Assignment 1: Evaluation

(this assignment is inspired by and based on HW3 in JHU's 2012 mt-class)

Machine translation systems are typically evaluated through relative ranking. For instance, given the following German sentences:

  Die Prager Börse stürzt gegen Geschäftsschluss ins Minus.
  Nach dem steilen Abfall am Morgen konnte die Prager Börse die Verluste korrigieren.

...One machine translation system produces this output:

  The Prague stock exchange throws into the minus against closing time.
  After the steep drop in the morning the Prague stock exchange could correct the losses.

...And a second machine translation system produces this output:

  The Prague stock exchange risks geschäftsschluss against the down.
  After the steilen waste on the stock market Prague, was aez almost half of the normal tagesgeschäfts.
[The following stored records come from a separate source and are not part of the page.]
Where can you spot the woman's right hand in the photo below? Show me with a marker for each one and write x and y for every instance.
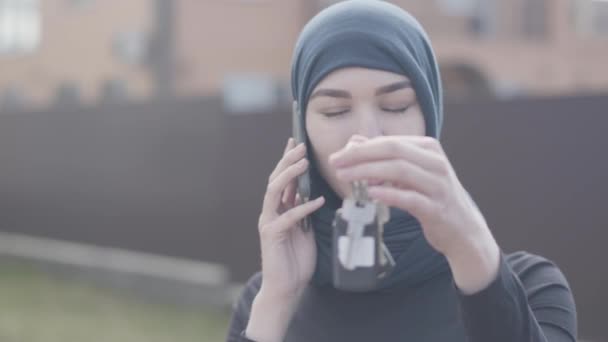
(288, 252)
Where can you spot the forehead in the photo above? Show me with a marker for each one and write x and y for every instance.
(356, 78)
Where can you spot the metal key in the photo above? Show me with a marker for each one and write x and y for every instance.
(359, 211)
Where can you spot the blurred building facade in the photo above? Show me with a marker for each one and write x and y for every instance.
(65, 51)
(486, 48)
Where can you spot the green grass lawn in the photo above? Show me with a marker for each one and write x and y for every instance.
(38, 307)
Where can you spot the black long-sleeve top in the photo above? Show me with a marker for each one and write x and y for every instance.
(529, 301)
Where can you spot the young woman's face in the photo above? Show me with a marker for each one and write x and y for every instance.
(360, 103)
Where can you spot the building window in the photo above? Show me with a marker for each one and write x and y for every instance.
(19, 26)
(535, 18)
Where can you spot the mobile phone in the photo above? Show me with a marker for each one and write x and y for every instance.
(303, 180)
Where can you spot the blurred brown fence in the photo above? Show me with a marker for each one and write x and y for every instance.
(183, 178)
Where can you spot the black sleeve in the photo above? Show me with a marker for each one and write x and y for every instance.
(242, 310)
(529, 301)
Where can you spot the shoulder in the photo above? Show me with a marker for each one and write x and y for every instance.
(536, 272)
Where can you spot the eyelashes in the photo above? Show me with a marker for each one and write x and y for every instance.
(389, 110)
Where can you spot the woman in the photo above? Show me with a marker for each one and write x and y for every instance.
(365, 77)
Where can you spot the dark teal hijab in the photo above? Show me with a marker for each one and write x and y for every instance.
(377, 35)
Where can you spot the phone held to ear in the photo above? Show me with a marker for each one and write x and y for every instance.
(360, 257)
(303, 180)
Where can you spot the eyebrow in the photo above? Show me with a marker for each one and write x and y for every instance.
(346, 95)
(393, 87)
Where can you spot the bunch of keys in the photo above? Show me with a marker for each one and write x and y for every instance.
(360, 257)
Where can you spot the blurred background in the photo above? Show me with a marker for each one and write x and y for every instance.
(136, 138)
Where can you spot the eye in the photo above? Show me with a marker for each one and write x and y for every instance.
(396, 110)
(331, 114)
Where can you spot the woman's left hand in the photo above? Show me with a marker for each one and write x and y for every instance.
(424, 183)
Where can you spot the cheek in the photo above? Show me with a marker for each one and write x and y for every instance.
(326, 140)
(410, 123)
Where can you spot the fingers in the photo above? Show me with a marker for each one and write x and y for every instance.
(290, 218)
(417, 150)
(292, 154)
(275, 188)
(419, 205)
(396, 171)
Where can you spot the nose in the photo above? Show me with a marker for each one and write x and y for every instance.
(369, 125)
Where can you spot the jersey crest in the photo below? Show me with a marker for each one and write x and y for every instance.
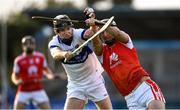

A plausible ranking of the translation systems would place the first system higher than the second. While neither translation is perfect, the first one is clearly easier to understand and conveys more of the original meaning.

In class, we discsussed one very popular evaluation metric: BLEU.

This assignment has two parts. In the first part, you will implement the BLEU metric and score the outputs of translation systems. We didn't go into the exact details details in class, but you can find them in the BLEU paper. You will get 95% of your grade for this part.

As you will see, BLEU judgements correlate well with, but are not quite the same as, human judegments.

In the second part, you are encouraged to try and improve over the BLEU metric, and wrie a program that ranks the systems in the same order that a human evaluator would. You can get up to 25% additional points for this part (yes, this is > 100, but you'll have to work for it).

Part 1

Data: In the file data.txt you will find a human translation and many human translations of some German documents.

Goal: You need to write a program that takes the human translation and machine translations as input, and provides a BLEU score for each system.

Output: The output of the program should be in the following format: each line will consist of the system name, followed by a tab, and the system's BLEU score. The lines should be sorted such that the highest scoring systems are on top. For example:

  SystemE  15.88
  SystemF  15.29
  [...]
  SystemL  4.16

Part 2

The file human-ranking.txt provide the real human ranking for these systems, where the first line is the best system and the last line is the worst. As you can see, this ranking is (hopefully) similar to the ranking you produced in part 1, but not identical to it.

In this part of the assignment you are expected to write a program that improves upon the scoring provided by BLEU, and correspond better to human judgement.

One way to improve over the default system is to experiment with BLEU's parameters, or to retokenize the data in some way. However, there are many, many alternatives to BLEU — the topic of evaluation is so popular that Yorick Wilks, a well-known researcher, once remarked that more has been written about machine translation evaluation than about machine translation itself. Some of the techniques people have tried may result in stronger correlation with human judgement, including:

Incorporating recall statistics into the metric.
Stemming the words, or counting synonyms as matches.
Analyzing predicate-argument structure and distributional semantics of the translations.
Combining simple features with machine learning.
Here in Bar Ilan, you may want to look into integrating the Textual Entailment framework in the evaluation.

But the sky's the limit! There are many, many ways to automatically evaluate machine translation systems, and you can try anything you want as long as you don't just download some software specifically designed for this task and use it as your submission.

Submission details, deadlines, etc:

You can program the assignment in any language you want. Your code should be able to run on linux, from the commandline, without installing or using an IDE.

Your submission should include a .zip or .tar.gz file with your code, as well as a README file that explains how to run your program (both for part 1 and part 2).

The input file name should be specified on the commandline, either as a parameter or through a pipe (your program may be run on a different file than the one provided to you).

Submit your assignment by email. The subject of your email should be "mt course ass 1" (without the quotes).

The official deadline is March 20. However you can also submit after passover with no penalty. Keep in mind that the next assignment will be released just before passover as well, so plan your time accordingly.